@onkernel/cua-cli
v0.1.4
Published
Kernel-cloud-browser computer-use TUI built on @onkernel/cua-agent and pi-tui
Keywords
Readme
@onkernel/cua-cli
The CLI / TUI binary for the cua monorepo. Wires
@onkernel/cua-agent's CuaAgentHarness to
pi-tui for an
interactive front-end and to
pi-coding-agent's
coding tools for workspace access.
Install
# global install (puts `cua` on your PATH):
npm install -g @onkernel/cua-cli
cua --help
# or run a one-off without installing:
npx @onkernel/cua-cli --helpRequires Node >= 22.19.0.
Usage
# Interactive TUI:
cua
# Single-shot prompt:
cua --print "open https://example.com and tell me the heading"
# Constrained one-shot subcommands (deterministic exit codes):
cua open https://example.com
cua click "Sign in button"
cua type "email field" "[email protected]"

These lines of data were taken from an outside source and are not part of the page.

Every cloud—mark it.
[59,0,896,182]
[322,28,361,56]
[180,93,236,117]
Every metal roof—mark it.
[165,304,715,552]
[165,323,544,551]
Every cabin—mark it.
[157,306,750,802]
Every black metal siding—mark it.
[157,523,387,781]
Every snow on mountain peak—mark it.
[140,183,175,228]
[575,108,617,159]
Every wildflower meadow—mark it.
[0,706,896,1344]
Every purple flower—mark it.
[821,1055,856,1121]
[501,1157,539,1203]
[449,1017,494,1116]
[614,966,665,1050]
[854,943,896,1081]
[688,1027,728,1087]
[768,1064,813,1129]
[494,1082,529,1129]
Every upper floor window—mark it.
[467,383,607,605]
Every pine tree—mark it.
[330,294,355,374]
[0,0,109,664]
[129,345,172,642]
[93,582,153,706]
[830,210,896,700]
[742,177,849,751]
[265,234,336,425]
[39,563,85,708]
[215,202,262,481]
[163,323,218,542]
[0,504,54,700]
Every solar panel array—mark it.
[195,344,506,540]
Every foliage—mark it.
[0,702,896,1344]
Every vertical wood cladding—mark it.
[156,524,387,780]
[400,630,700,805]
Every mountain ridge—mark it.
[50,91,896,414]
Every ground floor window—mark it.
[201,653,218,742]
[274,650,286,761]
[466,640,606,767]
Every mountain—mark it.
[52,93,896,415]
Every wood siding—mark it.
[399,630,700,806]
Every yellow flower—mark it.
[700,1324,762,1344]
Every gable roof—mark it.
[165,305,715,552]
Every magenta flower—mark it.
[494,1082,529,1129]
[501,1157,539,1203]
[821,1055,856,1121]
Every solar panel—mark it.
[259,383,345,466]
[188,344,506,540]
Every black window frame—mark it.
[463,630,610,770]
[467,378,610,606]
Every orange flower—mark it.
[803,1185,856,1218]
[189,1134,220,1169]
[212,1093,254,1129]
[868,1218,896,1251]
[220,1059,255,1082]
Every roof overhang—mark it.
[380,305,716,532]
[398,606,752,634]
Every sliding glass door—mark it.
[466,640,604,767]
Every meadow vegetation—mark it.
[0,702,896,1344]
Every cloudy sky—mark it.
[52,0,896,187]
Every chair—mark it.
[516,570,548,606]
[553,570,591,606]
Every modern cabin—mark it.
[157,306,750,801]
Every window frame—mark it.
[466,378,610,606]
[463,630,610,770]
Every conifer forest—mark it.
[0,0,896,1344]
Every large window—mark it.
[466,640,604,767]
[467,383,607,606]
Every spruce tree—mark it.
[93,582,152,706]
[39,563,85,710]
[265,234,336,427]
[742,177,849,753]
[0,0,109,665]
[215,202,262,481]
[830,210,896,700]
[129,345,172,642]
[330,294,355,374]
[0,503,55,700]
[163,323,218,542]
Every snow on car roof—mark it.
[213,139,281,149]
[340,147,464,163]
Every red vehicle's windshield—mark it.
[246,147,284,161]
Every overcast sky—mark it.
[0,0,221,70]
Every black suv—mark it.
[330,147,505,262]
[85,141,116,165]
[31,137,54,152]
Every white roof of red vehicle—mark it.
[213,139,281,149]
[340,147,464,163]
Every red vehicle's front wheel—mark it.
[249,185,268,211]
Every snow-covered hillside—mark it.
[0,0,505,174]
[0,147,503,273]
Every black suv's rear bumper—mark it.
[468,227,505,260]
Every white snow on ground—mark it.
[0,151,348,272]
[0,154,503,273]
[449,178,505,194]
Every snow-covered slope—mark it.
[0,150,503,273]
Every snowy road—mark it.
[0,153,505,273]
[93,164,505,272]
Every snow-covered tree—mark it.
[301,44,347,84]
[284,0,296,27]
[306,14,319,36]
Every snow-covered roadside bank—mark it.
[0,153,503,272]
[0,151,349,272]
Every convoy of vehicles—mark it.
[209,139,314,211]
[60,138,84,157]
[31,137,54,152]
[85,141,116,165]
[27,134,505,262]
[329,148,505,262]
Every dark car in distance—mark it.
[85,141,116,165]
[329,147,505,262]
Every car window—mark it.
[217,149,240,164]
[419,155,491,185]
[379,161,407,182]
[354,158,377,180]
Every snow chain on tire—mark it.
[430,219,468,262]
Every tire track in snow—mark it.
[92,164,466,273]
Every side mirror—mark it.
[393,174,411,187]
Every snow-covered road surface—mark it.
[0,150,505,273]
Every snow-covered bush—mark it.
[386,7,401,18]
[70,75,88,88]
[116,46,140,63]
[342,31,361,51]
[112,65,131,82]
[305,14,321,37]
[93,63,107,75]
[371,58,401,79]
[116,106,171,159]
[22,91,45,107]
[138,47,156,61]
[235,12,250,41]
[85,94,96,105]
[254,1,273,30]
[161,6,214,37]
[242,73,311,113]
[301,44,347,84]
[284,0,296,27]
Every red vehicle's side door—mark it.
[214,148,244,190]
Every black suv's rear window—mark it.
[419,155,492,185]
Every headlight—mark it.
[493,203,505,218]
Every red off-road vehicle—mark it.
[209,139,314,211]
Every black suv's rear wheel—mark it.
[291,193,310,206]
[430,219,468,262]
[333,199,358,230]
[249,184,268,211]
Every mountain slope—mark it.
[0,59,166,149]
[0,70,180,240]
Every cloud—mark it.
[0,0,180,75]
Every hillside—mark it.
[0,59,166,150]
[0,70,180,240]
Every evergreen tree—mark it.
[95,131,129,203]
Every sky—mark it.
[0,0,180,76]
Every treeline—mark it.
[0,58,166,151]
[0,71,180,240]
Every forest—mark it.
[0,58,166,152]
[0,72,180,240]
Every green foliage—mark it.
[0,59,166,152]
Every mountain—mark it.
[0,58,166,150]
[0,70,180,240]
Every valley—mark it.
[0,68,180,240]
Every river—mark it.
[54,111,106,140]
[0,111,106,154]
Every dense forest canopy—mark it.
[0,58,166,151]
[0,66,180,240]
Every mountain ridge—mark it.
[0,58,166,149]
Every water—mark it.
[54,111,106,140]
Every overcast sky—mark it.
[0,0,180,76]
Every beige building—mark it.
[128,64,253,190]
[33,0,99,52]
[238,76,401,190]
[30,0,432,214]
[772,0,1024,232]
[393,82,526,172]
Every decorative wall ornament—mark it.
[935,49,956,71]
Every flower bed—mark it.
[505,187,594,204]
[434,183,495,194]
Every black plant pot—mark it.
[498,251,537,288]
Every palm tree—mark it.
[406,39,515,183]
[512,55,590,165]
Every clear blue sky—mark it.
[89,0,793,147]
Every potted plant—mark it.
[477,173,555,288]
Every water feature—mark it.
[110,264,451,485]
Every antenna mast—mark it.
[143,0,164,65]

cua press ctrl l # Ctrl+L (focus address bar)
cua url
cua observe "what page is loaded?"
cua screenshot --out shot.png
cua do "buy a pair of socks on amazon" --max-steps 20
# List and pick supported models:
cua models
cua models -p openai
cua --print --model openai:gpt-5.5 "..."
cua --print --model anthropic:claude-opus-4-7 "..."
cua --print --model google:gemini-3-flash-preview "..."
cua --print --model yutori:n1.5-latest "..."
# Named sessions (browser stays alive across calls):
cua session start login # provisions Kernel browser
cua -s login open https://github.com/login
cua -s login type "email field" "$EMAIL"
cua -s login click "Sign in"
cua session stop login
cua session list # NAME / KERNEL_ID / AGE / LIVE_URL
cua session show login # full JSON metadata
# Resume a prior session transcript into a fresh browser:
cua --continue
cua --resume # picker
cua --session abc12345 # by id prefixModels
Run cua models to list every supported -m / --model value and the
provider it routes to. Filter by provider with cua models -p openai,
cua models -p anthropic, cua models -p google (alias: gemini), or
cua models -p yutori.
-m / --model accepts a provider-qualified provider:model ref (e.g.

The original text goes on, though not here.